La modalità fisioterapica più promettente nel trattamento del paziente spinale è l’utilizzo del treadmill per esercitare l’animale a camminare sostenendo parzialmente il proprio peso. L’allenamento consiste nel supportare parzialmente il peso del paziente e nell’assistenza manuale del movimento dell’arto da parte del terapista. Nel procedere dell’allenamento il peso che viene supportato viene ridotto e diminuisce l’assistenza richiesta per iniziare il movimento del passo. Un’altra strategia per migliorare la funzione locomotoria è quella di combinare un allenamento sul treadmill con l’elettro stimolazione dei muscoli o della spina dorsale, anche se non sono stati ancora definiti dei protocolli standard per questo tipo di terapia. (K. Fouad, K. Pearson; 2004)

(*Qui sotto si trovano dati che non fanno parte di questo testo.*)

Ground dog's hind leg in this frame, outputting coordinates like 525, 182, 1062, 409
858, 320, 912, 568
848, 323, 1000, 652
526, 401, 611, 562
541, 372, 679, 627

In conclusione possiamo affermare che il midollo spinale caudale a una lesione completa è capace di generare un modello locomotorio elaborato con appoggio plantare e supporto del proprio peso. La riespressione della locomozione suggerisce dei cambiamenti plastici all’interno del midollo spinale e necessita di cambiamenti neurochimici e di input afferenti di provenienza cutanea. Grazie all’allenamento costante, specialemte con l’utilizzo del treadmill è possibile incentivare l’insorgenza dell’andatura spinale e rendere così l’animale in grado di muoversi autonomamente (S. Rossignol, L. Bouyer, D. Barthélemy, C. Langlet, H. Leblond 2002).